Taking place over ten days in sunny East Compton, CA, “Them” portrays what happens when the Emorys, a Black family from North Carolina, move into the blindingly white suburb. From the beginning, they are met with overwhelming hostility, as the neighbors all camp outside their new home and blast their radios, sitting in the middle of the street as if they’d rather be hit by a car than have this family in their neighborhood. But Henry Emory (Ashley Thomas) and his wife Lucky (Deborah Ayorinde) agree that they’re not going to run anymore, gritting their teeth through the white noise. With Karen Stepfords like Alison Pill’s Betty leading the charge, the neighbors seek to provoke and dehumanize them while maintaining a false pleasantness toward each other. Episode one ends with the white neighbors poisoning their dog, and this disgusting act inspires Lucky to stand up to them, Henry’s gun in hand. But it only makes the neighbors turn their disgusting fear into even more vitriolic hatred.
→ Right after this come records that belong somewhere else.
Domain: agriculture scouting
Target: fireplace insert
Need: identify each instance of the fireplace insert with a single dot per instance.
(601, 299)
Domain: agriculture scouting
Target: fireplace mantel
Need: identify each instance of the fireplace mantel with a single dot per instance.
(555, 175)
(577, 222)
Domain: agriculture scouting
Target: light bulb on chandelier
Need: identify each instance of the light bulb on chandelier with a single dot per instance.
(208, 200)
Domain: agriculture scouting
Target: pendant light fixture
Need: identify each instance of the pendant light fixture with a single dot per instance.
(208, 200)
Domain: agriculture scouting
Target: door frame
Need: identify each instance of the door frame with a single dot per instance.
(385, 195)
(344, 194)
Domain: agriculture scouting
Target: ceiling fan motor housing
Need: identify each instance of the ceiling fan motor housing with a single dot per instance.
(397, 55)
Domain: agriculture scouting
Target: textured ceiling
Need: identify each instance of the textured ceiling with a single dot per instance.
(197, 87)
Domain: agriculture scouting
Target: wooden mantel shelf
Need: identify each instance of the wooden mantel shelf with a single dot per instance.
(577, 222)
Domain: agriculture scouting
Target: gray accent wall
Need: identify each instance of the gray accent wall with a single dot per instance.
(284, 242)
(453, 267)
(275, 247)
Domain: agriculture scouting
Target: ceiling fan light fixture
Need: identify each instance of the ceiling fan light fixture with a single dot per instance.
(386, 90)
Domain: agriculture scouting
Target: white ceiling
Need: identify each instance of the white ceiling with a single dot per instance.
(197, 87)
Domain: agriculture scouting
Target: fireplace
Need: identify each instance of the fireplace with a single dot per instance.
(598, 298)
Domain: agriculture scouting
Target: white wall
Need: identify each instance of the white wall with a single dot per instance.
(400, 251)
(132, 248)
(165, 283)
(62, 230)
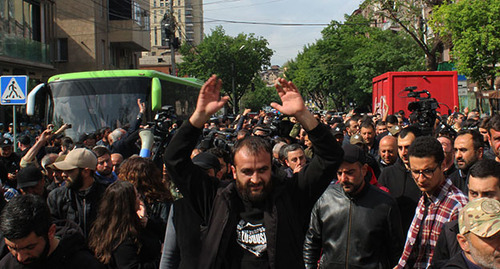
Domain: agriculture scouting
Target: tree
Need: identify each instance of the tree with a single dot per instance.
(473, 27)
(412, 17)
(236, 60)
(340, 66)
(260, 96)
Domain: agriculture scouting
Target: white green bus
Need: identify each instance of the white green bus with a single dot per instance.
(92, 100)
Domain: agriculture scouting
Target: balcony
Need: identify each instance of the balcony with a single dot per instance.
(30, 52)
(129, 34)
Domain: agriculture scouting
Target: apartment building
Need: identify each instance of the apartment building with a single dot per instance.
(26, 31)
(188, 25)
(100, 34)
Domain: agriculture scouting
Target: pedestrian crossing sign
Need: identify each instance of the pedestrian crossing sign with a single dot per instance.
(13, 90)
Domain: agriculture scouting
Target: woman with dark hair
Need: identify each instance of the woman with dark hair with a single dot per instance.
(121, 235)
(147, 179)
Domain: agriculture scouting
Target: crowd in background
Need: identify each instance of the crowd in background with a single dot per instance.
(389, 197)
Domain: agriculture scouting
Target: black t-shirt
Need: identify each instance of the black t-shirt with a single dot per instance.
(249, 247)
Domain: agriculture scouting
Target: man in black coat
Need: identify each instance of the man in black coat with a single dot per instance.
(398, 180)
(354, 224)
(484, 182)
(479, 236)
(31, 238)
(258, 220)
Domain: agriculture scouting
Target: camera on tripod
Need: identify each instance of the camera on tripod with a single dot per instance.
(423, 109)
(163, 120)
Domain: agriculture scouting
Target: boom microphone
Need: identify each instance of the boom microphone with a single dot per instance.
(147, 140)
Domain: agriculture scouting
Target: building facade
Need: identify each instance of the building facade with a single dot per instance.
(26, 33)
(187, 25)
(100, 34)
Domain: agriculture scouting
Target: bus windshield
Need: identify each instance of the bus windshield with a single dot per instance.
(92, 103)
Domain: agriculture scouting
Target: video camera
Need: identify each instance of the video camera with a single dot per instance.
(220, 139)
(423, 109)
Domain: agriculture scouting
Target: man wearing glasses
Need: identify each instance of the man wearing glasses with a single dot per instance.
(439, 203)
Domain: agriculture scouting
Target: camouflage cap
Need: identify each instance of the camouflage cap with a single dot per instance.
(356, 139)
(480, 217)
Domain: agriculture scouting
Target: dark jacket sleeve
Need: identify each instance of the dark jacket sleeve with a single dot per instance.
(447, 245)
(194, 184)
(396, 238)
(125, 257)
(312, 242)
(314, 178)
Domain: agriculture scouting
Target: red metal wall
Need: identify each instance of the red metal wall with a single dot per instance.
(389, 87)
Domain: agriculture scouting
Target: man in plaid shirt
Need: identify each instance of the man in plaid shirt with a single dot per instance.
(439, 203)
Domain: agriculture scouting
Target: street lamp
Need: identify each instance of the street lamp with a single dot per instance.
(232, 82)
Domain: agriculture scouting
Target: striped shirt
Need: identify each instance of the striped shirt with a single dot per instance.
(428, 221)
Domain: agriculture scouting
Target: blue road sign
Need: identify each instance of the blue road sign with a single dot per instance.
(13, 90)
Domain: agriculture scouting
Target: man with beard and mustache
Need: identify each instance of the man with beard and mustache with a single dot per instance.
(494, 135)
(78, 200)
(34, 241)
(258, 220)
(483, 182)
(397, 178)
(104, 174)
(468, 150)
(354, 217)
(479, 236)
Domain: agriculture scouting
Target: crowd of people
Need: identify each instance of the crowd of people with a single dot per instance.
(295, 189)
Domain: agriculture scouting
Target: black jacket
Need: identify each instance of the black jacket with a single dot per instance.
(287, 210)
(80, 207)
(404, 189)
(128, 255)
(70, 253)
(460, 180)
(457, 262)
(447, 245)
(363, 231)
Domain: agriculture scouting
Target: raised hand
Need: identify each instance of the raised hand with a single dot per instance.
(290, 97)
(209, 101)
(293, 104)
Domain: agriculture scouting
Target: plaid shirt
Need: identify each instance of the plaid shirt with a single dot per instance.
(442, 208)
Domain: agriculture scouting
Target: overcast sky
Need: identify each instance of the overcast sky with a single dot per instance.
(286, 41)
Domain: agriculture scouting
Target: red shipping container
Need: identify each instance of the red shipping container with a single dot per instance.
(389, 88)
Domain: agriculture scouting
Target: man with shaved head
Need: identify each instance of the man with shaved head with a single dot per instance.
(387, 151)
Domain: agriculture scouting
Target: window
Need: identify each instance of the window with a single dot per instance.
(62, 50)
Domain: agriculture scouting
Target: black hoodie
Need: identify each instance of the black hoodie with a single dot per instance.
(70, 253)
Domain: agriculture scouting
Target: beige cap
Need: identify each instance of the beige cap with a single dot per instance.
(356, 139)
(480, 217)
(78, 158)
(394, 130)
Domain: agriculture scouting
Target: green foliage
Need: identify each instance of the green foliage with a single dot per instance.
(411, 17)
(474, 29)
(339, 68)
(262, 95)
(238, 58)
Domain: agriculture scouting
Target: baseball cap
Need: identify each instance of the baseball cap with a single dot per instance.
(356, 139)
(353, 154)
(78, 158)
(480, 217)
(28, 177)
(59, 158)
(394, 130)
(25, 140)
(337, 131)
(207, 161)
(5, 142)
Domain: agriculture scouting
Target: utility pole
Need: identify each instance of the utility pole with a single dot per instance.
(169, 27)
(172, 38)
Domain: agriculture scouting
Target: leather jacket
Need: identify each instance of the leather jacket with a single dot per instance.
(363, 231)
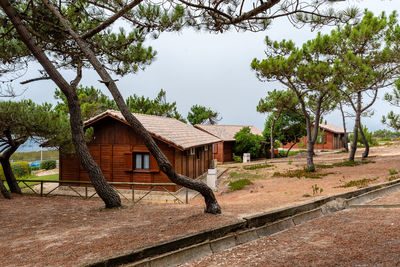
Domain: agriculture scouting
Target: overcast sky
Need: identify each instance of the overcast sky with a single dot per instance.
(213, 70)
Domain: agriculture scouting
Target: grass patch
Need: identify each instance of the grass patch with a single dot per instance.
(301, 173)
(244, 175)
(294, 153)
(351, 163)
(323, 166)
(255, 167)
(358, 183)
(52, 177)
(239, 184)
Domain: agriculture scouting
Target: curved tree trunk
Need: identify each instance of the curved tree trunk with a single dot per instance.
(355, 137)
(10, 178)
(5, 163)
(356, 127)
(310, 147)
(3, 191)
(346, 147)
(271, 136)
(212, 205)
(103, 189)
(365, 141)
(287, 152)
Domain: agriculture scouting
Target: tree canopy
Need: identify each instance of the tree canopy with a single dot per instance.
(25, 119)
(247, 142)
(92, 101)
(202, 115)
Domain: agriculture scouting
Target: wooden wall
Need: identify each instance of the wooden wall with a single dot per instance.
(113, 147)
(331, 141)
(223, 151)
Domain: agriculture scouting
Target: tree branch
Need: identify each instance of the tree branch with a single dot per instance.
(36, 79)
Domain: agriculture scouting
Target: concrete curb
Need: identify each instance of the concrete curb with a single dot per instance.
(204, 243)
(383, 206)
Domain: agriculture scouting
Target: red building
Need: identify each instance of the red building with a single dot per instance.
(223, 150)
(333, 138)
(123, 157)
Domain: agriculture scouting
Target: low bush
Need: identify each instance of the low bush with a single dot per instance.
(48, 164)
(239, 184)
(244, 175)
(301, 173)
(19, 169)
(237, 159)
(254, 167)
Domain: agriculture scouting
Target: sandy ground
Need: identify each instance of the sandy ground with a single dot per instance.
(369, 237)
(67, 231)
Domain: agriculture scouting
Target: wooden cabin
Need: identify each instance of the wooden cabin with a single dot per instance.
(333, 138)
(123, 157)
(223, 150)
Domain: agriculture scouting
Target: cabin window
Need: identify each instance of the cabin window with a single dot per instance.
(215, 148)
(142, 161)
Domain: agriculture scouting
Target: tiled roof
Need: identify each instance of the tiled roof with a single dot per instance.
(226, 132)
(332, 128)
(168, 129)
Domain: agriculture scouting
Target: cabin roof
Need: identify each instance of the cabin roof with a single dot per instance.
(332, 128)
(226, 132)
(169, 130)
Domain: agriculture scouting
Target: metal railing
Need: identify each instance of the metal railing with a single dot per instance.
(88, 195)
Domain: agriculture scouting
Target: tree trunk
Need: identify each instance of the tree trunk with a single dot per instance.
(346, 147)
(356, 127)
(5, 163)
(3, 190)
(287, 152)
(365, 141)
(271, 136)
(10, 178)
(103, 189)
(212, 205)
(310, 147)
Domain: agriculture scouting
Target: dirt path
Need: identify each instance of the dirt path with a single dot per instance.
(347, 238)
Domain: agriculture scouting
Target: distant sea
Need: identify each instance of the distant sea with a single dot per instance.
(30, 146)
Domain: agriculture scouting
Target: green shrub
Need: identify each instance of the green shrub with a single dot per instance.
(236, 158)
(19, 169)
(48, 164)
(239, 184)
(254, 167)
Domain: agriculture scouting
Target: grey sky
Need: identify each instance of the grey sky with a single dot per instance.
(213, 70)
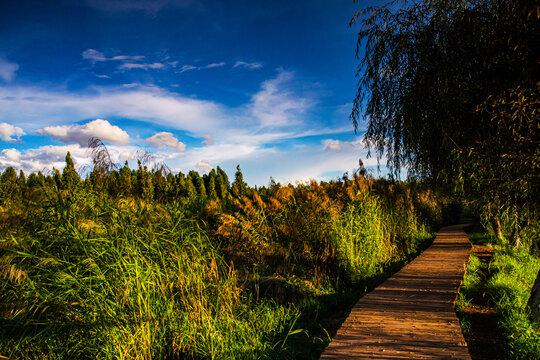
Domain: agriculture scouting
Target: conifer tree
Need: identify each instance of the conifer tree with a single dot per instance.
(124, 180)
(239, 187)
(70, 178)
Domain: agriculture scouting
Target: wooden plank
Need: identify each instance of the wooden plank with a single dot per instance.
(411, 315)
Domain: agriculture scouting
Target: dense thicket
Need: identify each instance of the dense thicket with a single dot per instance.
(450, 90)
(139, 263)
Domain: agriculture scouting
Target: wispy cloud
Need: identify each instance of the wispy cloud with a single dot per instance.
(80, 134)
(338, 145)
(7, 69)
(209, 66)
(247, 65)
(129, 66)
(128, 62)
(275, 104)
(250, 134)
(8, 130)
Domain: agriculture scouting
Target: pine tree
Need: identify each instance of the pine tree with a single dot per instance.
(70, 178)
(239, 187)
(124, 180)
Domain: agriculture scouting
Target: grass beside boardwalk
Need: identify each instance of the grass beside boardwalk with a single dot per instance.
(510, 276)
(163, 270)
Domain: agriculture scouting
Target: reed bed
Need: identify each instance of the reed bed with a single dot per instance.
(91, 270)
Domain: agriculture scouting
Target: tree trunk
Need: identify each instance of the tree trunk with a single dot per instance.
(534, 300)
(496, 225)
Each of the Emorys has an arc that could sustain its own movie, but are placed in here as an intertwining saga of different descents into madness related to identity and racism. Henry starts his job as an engineer fielding all types of racist remarks at work, while being the only Black person in his office. Every time his dopey boss diminishes Henry or says something offensive, Henry doesn’t just bite his tongue, he compresses his entire being. He previously served in World War II, and has proven himself in the field, but he knows that his current environment tells him he has to roll with it. Henry’s storyline appears to be the most fleshed out, especially as his rage leads to a relationship with a supernatural figure with disturbing historical relevancy.
Henry is not alone in seeing supernatural figures, as all of the other Emorys have their own interactions strange beings that reflect their inner turmoil. While dealing with her own trauma (revealed later in the story), Lucky tries to investigate what happened to other Black families who moved to the area, while going through an immense gauntlet of feelings concerning backstory that is later revealed. Meanwhile her 14-year-old daughter Ruby (Shahadi Wright Joseph) wants to be nothing like her mother, and faces her own racism at school. Then there’s young Gracie, the youngest and least developed member of the family, who has her own visions at the Emory home, related to a book she’s been learning from.